Categories
Linux Raspberry Pi

Interpreting speech with a Raspberry Pi

Or the beginning or creating your own smart speaker

Intro

Imagine you could use a low-cost device to interpret speech without the aid of the big cloud services and their complexity and security and big-brotherly-ness. Well if you have a DIY mindset, you can!

I wanted to control the raspberry pi-based slideshow I have written about many times in the past with voice commands. The question became How could I do it and is it even possible at all? And would I need to master the complex apis provided by either Amazon or Google cloud services? Well, it turns out that it is possible to do passable speech to text without any external cloud provider; and I am very excited to share what I’ve learned so far.

Equipment

raspberry pi 4 (even my old RPI 3 seems to work)

USB microphone

Raspberry Pi OS

Skills

basic linux and python skills are required

vosk – your main tool

I’m going to cut to the chase and just tell you that the vosk api is how I got this all working, but not before I drove into several dead-ends.

Here are the vosk installation instructions, which do work on RPi:

Vosk Installation (alphacephei.com)

It will be helpful to install and test the examples:

git clone https://github.com/alphacep/vosk-api
cd vosk-api/python/example
python3 ./test_simple.py test.wav

On my RPi 4 it took 36 s the first time, and 6.6 s the second time to run this test.wav. So I got worried and fully expected it would be just too slow on these underpowed RPi systems.

But I forged ahead and looked for an example which could do real-time speech-to-text. They provide a microphone example. It requires some additional packages. But even after installing them it still produced a nasty segmentation fault. So I gave up on that. Then I noticed an ffmpeg-based example. Well, turns out I have lots of prior ffmpeg experience as I also post about live recording of audio with the raspberry pi.

It turns out their example was simply to use ffmpeg to interpret a file, but I didn’t know that to begin with. But I know my way around ffmpeg that I could use it for processing a lvie stream. So I made those changes, and voila. I’m glad to say I was dead wrong about the processing speed. On the RPi 4 it can keep up with its text-to-speech task in real time!

Basic program to examine your speech in real time

I developed the following python script based off one of the python examples from the api.
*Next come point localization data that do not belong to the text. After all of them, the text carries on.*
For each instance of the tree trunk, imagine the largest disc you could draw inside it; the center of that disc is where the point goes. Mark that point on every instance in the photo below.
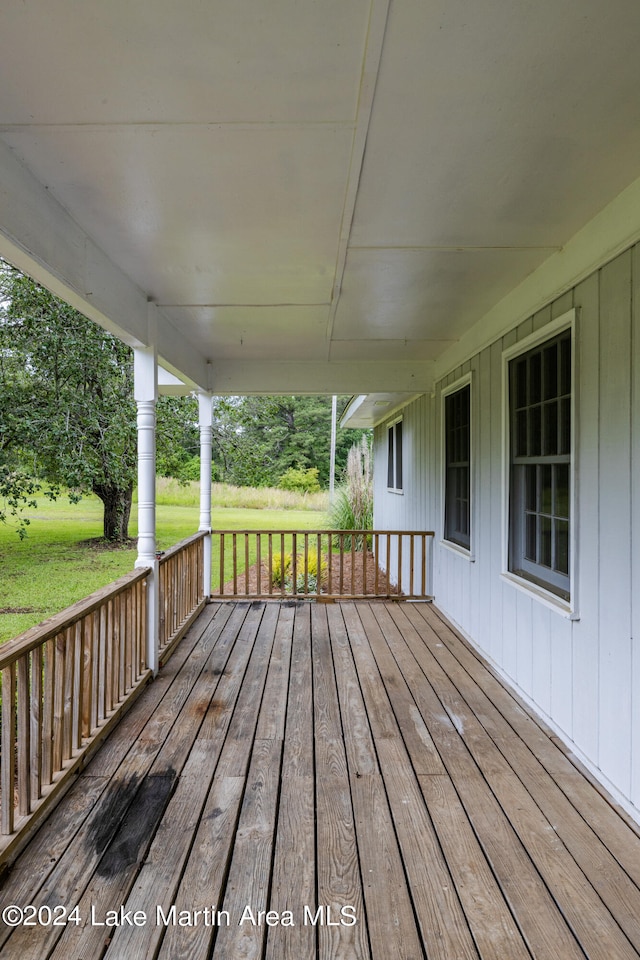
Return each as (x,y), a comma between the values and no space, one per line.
(117,510)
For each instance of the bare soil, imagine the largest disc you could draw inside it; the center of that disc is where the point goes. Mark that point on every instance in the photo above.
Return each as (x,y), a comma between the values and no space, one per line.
(352,582)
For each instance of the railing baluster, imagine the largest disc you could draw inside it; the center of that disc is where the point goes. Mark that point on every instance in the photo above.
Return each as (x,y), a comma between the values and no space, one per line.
(353,564)
(76,738)
(364,563)
(8,772)
(24,737)
(36,724)
(388,570)
(58,703)
(235,563)
(411,548)
(306,564)
(294,564)
(258,565)
(282,564)
(376,566)
(60,681)
(67,715)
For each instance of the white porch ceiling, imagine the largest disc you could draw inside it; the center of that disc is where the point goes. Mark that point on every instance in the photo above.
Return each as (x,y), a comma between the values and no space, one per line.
(317,195)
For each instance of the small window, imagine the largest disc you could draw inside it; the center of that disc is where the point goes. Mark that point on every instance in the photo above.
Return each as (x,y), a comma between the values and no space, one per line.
(394,461)
(457,481)
(540,464)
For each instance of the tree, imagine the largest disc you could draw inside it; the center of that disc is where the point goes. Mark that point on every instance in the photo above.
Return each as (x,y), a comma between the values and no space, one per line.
(67,411)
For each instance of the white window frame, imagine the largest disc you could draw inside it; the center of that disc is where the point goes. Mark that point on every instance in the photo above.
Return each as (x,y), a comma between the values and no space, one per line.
(550,599)
(455,387)
(392,467)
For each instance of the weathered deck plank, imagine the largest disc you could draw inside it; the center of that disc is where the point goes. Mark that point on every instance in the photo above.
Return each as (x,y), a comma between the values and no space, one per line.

I call it drjtst4.py, just to give it a name:

#!/usr/bin/env python3

import subprocess
import re
from modules import aux_modules

from vosk import Model, KaldiRecognizer, SetLogLevel

SAMPLE_RATE = 16000

SetLogLevel(0)

model = Model(lang="en-us")
rec = KaldiRecognizer(model, SAMPLE_RATE)
start,start_a = 0,0
input_device = 'plughw:1,0'
phrase = ''
accumulating = False
# wake word hey photo is often confused with a photo by vosk...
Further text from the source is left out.